FBI warns U.S. companies of malware after Sony attack

Screenshot from a hacked Sony computer shows a message from the unknown cyber attackers, which call themselves GOP, or Guardians of Peace.

WASHINGTON — The FBI sent an alert to U.S. businesses on Monday warning them of malicious software just days after a cyber attack against Sony Pictures¬†brought the company’s computers down, sources tell CBS News.

The five-page FBI alert provides technical details about the software, noting the bug is capable of erasing hard drives and crashing networks, reports CBS News correspondent Bob Orr.

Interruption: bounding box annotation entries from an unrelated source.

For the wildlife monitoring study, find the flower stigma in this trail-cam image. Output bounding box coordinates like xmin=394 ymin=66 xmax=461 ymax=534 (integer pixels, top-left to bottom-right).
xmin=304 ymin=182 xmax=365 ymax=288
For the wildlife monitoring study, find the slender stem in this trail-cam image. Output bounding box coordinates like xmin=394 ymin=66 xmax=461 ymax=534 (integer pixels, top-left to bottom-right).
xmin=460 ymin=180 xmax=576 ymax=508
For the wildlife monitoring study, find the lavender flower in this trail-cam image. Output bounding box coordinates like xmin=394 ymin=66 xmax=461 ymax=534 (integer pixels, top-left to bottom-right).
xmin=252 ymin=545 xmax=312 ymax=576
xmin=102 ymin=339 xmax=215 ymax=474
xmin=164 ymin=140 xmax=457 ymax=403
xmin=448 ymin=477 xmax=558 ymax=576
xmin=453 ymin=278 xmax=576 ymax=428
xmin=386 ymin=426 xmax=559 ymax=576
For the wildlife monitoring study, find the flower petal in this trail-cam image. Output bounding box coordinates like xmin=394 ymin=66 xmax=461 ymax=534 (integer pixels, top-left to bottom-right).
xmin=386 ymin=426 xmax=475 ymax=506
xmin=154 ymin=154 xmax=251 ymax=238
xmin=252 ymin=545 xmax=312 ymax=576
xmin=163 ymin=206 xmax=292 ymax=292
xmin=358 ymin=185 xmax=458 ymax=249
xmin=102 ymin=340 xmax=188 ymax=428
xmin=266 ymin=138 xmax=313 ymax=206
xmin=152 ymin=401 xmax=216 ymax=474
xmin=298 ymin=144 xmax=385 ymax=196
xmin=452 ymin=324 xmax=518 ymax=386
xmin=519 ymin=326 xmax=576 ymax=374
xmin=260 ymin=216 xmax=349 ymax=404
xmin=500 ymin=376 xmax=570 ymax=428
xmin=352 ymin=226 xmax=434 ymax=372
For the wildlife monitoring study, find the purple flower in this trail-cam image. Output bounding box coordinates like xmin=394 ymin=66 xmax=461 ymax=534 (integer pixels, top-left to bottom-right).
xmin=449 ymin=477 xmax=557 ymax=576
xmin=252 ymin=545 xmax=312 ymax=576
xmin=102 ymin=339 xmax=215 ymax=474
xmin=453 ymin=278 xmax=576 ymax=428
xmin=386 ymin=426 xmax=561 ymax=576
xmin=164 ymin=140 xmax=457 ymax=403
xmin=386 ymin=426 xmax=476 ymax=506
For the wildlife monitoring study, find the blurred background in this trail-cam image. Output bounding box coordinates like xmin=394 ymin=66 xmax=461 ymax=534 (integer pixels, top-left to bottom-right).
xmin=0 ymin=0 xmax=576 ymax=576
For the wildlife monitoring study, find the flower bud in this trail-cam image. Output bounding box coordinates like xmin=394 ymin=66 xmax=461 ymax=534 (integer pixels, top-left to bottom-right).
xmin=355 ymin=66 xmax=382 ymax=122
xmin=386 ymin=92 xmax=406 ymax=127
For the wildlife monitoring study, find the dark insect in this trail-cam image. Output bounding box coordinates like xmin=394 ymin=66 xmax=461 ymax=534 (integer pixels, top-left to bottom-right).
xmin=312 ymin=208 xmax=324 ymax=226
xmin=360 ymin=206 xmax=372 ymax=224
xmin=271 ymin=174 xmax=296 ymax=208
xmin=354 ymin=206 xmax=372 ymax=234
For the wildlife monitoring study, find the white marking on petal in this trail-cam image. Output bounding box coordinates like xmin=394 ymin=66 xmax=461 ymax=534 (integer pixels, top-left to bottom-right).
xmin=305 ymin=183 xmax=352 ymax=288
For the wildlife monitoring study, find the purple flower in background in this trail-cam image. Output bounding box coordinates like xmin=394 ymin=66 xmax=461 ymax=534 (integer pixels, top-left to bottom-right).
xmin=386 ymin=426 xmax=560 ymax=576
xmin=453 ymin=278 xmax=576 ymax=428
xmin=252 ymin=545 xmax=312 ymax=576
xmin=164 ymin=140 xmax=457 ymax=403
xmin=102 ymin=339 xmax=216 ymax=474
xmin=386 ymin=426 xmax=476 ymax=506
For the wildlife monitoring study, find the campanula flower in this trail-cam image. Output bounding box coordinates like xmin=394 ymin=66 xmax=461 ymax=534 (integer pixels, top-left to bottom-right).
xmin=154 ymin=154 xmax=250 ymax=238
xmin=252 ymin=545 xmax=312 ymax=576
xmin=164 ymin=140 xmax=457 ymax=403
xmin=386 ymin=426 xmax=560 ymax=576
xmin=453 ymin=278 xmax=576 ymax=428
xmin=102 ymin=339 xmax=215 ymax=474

The bulletin does not specifically mention Sony Pictures, but the warning appears to describe the type of cyber weapon used in the recent attack on Sony’s computers.

The FBI says it “routinely advises private industry of various cyber threat indicators observed during… investigations.” According to the agency, data is provided to corporations to “help systems administrators guard against the actions of persistent cyber criminals.”

Last week, cyber-attackers identifying themselves as “Guardians of Peace” hacked into — and brought down — Sony Pictures’ computer system. Four unreleased Sony films were leaked to the web, plus an illegal copy of “Fury,” a Brad Pitt movie which is still in theaters.

On Monday, a senior editor for the cable channel Fusion said he received a spreadsheet from an anonymous e-mailer containing the salaries of more than 6,000 Sony Pictures employees, including the company’s top executives.

The cyber attack came with the release of another Sony film looming on the horizon.

“The Interview” — in which TV journalists played by Seth Rogen and James Franco are recruited to assassinate North Korean leader Kim Jong Un — is set for release on Christmas day.

Tech website Re/code reported Monday that Sony was looking at North Korea as a possible suspect in the attack.

Sony has not yet said publicly who or what might have been behind the attack, but company officials say they’re working with law enforcement in the investigation.

According to Reuters, the FBI alert says the malware overrides data on the hard drives of infected computers, and can be costly if not impossible to fix.